Follow This investors file Big Oil climate resolutions

A group of major investors led by activist shareholder Follow This have filed climate resolutions at four Big Oil companies.

A group of major investors led by activist shareholder Follow This have filed climate resolutions at four oil majors – Shell, BP, ExxonMobil, and Chevron – requesting them to align their scope 3 emissions reductions targets with the Paris Agreement.

The six investors, which have assets under management of more than €1.3 trillion, include France-based Edmond de Rothschild Asset Management (€75 billion) which co-filed the Shell resolution; Belgium-based Degroof Petercam Asset Management (€51 billion) which filed all resolutions; Netherlands-based Achmea Investment Management (€175 billion) which filed ExxonMobil’s resolution and US-based Arjuna Capital ($400 million) which filed the Chevron and ExxonMobil resolutions, Follow This said in a statement on December 19.

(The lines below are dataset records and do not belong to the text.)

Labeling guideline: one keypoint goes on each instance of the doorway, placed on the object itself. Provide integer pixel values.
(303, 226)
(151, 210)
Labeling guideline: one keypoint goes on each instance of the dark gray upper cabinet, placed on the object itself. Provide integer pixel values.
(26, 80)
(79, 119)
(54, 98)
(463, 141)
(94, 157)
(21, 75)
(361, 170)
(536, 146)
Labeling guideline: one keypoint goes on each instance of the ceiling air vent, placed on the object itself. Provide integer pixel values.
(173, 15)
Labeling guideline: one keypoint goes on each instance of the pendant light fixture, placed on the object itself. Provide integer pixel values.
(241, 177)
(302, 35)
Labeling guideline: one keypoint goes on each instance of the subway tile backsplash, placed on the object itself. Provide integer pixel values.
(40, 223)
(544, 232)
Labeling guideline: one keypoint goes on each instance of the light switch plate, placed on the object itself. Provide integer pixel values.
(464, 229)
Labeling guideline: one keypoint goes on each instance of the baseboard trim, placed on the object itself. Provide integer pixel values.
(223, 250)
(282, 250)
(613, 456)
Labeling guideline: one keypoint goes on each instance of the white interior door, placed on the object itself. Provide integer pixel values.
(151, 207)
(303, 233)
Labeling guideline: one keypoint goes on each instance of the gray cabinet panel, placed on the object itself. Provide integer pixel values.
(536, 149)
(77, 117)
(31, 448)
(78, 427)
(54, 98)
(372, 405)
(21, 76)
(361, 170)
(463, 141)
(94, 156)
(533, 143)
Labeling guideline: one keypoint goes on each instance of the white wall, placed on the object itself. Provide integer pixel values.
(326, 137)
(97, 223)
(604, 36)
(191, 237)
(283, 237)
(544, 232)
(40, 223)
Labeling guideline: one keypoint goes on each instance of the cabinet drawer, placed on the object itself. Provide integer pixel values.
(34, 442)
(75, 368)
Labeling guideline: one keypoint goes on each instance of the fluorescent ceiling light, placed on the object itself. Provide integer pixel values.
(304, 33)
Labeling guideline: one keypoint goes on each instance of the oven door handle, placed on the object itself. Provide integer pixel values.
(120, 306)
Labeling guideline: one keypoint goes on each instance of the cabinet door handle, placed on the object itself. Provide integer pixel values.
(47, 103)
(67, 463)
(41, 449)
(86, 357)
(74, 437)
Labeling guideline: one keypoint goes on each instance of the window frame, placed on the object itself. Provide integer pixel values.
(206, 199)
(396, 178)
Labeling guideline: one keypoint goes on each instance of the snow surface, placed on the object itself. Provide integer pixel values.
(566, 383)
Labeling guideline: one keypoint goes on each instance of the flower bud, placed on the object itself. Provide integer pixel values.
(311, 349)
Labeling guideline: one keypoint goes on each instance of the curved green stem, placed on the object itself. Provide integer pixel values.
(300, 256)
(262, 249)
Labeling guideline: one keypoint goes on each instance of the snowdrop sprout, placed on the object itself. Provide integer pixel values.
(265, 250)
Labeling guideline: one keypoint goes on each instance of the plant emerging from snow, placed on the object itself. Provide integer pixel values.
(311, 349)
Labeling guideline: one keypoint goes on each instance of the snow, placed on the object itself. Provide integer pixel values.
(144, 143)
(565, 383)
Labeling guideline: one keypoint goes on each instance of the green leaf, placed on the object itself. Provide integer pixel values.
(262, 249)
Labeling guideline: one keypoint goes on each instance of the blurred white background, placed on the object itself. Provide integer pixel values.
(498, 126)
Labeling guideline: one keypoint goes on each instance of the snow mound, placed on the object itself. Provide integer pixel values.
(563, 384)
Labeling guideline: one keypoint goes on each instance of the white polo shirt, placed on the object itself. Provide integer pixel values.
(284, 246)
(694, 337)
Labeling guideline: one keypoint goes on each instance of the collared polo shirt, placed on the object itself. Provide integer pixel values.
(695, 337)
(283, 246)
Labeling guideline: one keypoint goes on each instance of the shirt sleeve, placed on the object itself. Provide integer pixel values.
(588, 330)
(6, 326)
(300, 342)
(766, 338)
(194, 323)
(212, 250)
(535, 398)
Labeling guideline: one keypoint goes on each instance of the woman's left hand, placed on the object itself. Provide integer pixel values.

“We are now a year after the war in Ukraine…We have high hopes that investors will now see through the smokescreen of Big Oil and the two new fallacies that the current energy crisis should eclipse the climate crisis” and that “the problem is on the demand side,” Mark van Baal, founder of Follow This told Gas Outlook.

So-called scope 3 emissions are those arising indirectly from a company’s value chain.

The resolutions, which emphasize strengths, opportunities, and risks linked to scope 3 emissions for integrated energy multinationals “are not against these companies,” but were filed “to support them through the energy transition,” he added.

However, companies “have a history of hanging onto their strategies…They won’t change if investors don’t vote,” he said.

The focus on scope 3 by 2030 “leaves the oil majors no wiggle room for smokescreens about ‘net zero emissions by 2050’ or reduction targets for operational emissions,” or scope 1 and 2, which account for just around 5% of emissions, Follow This said, adding that “targets for 2050 have no consequences for medium-term strategies.”

“Despite ‘net zero by 2050’ targets, none of these four oil majors is even close to Paris-aligned emissions reductions plans for 2030,” it said.

While shareholder activism has gained momentum in recent years, 2022 has seen a reverse of this trend with large investors such as BlackRock backtracking on more stringent scope 3 targets after it previously voted in support of them, Follow This said, pointing at the energy crisis and renewed demand for fossil fuels as the main reason for the slowdown.

According to Wood Mackenzie, scope 3 emissions account for 80-95% of total emissions of oil and gas companies.

Tackling their reduction would require a “huge structural change” within companies, such as an “aggressive diversification” into renewables, low emissions fuels and carbon capture technology, it said.